In other poems none of this applies, but there is usually a sense of wandering and then deciding in her work, and also a strangeness, verging on Nonsense --


1) Into the valley of death last night
stomped
six hundred/ butterflies/ our belov'd
field specimens/ they were carrying
high-powered
duskyfoot woodrats
(loaded)

(from The Non-Naturalistic Weapon There should be gaps between "specimens/" and "they" and before "(loaded)" but I'm not sure how to insert them.)

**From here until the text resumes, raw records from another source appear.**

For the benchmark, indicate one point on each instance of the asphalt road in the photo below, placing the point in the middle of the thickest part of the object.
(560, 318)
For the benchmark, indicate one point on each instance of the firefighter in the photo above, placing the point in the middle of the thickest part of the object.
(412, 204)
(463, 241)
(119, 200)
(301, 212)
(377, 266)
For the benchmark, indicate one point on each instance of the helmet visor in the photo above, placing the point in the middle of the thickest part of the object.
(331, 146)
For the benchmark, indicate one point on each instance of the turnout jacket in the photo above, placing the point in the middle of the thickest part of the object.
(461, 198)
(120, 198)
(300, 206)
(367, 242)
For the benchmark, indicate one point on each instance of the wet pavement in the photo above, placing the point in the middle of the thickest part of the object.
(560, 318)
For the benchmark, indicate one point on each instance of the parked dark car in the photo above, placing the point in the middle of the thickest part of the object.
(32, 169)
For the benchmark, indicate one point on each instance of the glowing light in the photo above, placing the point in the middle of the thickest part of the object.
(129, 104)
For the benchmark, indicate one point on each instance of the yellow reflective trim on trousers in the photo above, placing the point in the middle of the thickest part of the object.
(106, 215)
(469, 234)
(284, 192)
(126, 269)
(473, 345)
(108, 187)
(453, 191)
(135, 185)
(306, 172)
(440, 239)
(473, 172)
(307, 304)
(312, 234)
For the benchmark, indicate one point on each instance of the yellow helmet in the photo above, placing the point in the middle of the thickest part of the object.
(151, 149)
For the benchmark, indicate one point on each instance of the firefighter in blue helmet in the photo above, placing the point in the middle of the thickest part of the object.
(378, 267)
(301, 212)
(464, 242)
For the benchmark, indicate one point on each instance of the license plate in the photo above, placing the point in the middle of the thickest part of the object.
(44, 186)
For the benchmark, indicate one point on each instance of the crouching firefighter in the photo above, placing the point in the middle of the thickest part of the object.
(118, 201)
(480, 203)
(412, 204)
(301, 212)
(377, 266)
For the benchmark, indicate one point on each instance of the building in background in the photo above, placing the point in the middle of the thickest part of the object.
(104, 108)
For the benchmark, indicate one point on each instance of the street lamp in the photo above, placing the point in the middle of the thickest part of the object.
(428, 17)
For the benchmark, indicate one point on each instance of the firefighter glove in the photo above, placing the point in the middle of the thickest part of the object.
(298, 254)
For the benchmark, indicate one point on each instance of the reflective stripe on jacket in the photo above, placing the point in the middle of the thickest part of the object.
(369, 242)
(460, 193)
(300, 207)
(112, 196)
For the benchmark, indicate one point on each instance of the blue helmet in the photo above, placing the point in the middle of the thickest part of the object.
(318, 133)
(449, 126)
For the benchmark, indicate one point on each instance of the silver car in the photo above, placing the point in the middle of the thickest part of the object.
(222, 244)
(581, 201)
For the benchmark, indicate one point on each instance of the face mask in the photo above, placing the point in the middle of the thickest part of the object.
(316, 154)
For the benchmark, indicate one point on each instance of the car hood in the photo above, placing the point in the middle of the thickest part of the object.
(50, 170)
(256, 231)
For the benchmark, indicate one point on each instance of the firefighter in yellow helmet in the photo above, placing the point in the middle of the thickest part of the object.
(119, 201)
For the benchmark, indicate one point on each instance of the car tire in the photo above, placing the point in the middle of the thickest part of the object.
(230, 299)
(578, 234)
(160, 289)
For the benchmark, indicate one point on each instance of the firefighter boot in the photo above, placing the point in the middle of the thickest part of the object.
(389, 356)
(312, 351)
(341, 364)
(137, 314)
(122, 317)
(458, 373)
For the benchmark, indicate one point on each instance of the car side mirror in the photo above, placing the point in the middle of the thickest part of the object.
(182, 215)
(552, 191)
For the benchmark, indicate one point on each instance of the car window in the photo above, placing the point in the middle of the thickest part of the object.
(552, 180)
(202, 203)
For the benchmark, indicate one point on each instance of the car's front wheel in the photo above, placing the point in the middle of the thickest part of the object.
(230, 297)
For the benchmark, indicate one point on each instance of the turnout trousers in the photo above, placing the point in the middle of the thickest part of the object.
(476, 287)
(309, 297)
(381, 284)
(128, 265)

If I try to imagine her sentences taken out of the poems I can see that they're usually clear and decisive, but the spaces, dashes, and other punctuation (more prevalent than they must seem from the examples I've quoted here) turn them into tentative bees, not sure where they should set themselves down. Instead they dart out in stabs. Harwood's poems are tighter, slower, more elegant, unhurried (next to Harry's skidding surface breathlessness), and they tend to take place in definite pieces of scenery. Often there will be a person, and this person will be carrying out an activity in a landscape. The landscape will be established quite firmly.


I dream I stand once more
in Ann Street by the old
fire station. The palms
like feather dusters move

(from Dust to Dust)


or from Home of Mercy


By two and two the convent girls are walking
at the neat margin of the convent grass
into the chapel


or from A Postcard



Snow crusts the boughs' austere entanglement


Once she has settled the reader's feet on the ground she goes on to describe a change, or a revelation, or an embitterment. The solid beginning takes on the role of a stepping stone. There is the very beautiful and dense Sea Anemones, with its two colours, first grey


Grey mountains, sea and sky. Even the misty
Seawind is grey. I walk on lichened rock
In a kind of late assessment, call it peace.


then red.


Then the anemones, scarlet, gouts of blood.


and with that, the poet goes from one plain word for everything around her, "grey," to no language at all, nothing adequate -- she is burst open --


There is a word I need, and earth was speaking.
I cannot hear.


Then she is earthed again, she regains her body, and there is a sort of seeking through resistant elements, cold and hardness.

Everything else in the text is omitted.